A United States citizen who is believed to have defected his homeland to join ISIS has been captured on Monday in northern Iraq. According to multiple news sources, the suspect in question is believed to be former Virginia resident Muhammad Jamal Amin. The 27-year-old, who was born in the U.S., is the son of a Palestinian father and Iraqi mother.The suspected suicide bomber was apprehended by Turkish peshmerga military forces stationed at the northern border of Iraq.
"We are aware of reports that a U.S. citizen that was allegedly fighting for Da'esh [Islamic State] has been captured by peshmerga forces in Northern Iraq," an unnamed U.S. State Department official told USA Today. "We are in touch with Iraqi and Kurdish authorities to determine the veracity of these reports."
He was taken to Erbil, Turkey, where the U.S. has a military presence.
CBS News -- citing Kurdish news agency Rudaw -- noted that Amin is believed to have only been in the region fighting alongside ISIS for a "couple months."

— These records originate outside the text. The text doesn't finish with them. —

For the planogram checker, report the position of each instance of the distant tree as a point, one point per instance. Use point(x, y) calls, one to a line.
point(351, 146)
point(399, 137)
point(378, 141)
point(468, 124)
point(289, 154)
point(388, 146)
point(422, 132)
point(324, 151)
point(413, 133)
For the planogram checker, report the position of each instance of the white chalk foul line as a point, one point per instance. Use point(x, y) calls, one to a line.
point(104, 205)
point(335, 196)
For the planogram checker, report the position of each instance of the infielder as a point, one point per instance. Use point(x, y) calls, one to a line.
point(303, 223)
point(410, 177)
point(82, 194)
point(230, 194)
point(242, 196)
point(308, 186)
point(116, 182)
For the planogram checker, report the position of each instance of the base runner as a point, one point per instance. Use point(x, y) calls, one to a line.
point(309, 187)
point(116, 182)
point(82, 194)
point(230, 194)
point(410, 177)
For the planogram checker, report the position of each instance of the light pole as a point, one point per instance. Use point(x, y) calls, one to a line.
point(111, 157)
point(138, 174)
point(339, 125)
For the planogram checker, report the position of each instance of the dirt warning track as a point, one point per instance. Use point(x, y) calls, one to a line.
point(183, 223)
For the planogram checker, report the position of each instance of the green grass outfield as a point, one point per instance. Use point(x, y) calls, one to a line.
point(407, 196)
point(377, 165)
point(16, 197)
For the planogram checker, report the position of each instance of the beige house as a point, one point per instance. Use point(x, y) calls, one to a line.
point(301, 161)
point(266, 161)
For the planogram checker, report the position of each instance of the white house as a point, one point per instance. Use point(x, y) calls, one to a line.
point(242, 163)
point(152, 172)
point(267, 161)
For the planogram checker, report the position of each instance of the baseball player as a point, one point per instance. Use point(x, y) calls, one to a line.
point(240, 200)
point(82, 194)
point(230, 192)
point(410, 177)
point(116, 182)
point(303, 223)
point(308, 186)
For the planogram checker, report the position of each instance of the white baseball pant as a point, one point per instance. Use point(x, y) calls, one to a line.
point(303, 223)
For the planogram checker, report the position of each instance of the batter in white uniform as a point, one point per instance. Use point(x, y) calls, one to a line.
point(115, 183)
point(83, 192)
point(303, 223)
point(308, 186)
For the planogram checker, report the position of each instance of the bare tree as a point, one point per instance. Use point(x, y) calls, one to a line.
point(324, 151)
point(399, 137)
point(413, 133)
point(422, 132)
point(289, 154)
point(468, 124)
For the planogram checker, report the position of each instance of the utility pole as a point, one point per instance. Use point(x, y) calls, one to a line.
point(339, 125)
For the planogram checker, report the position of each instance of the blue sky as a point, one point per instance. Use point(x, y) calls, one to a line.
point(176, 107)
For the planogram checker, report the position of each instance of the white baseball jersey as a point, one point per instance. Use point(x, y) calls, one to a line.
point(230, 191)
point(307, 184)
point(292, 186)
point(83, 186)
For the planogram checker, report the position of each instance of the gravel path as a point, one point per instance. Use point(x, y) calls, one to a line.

The U.S. Embassy in Baghdad, when pressed for comment, told CBS News that it could neither confirm nor deny the detention of any American citizens in the region. Intelligence officials, however, have noted to the news outlet that roughly 12 citizens have left the United States to seek an alliance with ISIS forces in both Iraq and Syria.
The news of defector Muhammad Jamal Amin's potential capture comes less than a year after FBI director James Comey told observers via written testimony at a Senate Intelligence Committee hearing that "Upwards of 200 Americans have traveled or attempted to travel to Syria to participate in the conflict." Comey would also note that, while U.S. citizens are free to travel, that "these threats remain among the highest priorities for the FBI and the intelligence community as a whole."
The story also comes on the heels, USA Today noted, of what it called a "disillusioned former Islamic State militant" releasing "tens of thousands of documents" that are believed to contain the personal information -- names, addresses, and phone numbers -- of up to 22,000 ISIS agents.
No indication has been given as to whether Muhammad Jamal Amin -- or any of his other current or former U.S. citizen compatriots who are believed to have defected the country to join ISIS efforts in the Middle East -- are actually listed in this report that was handed over to authorities.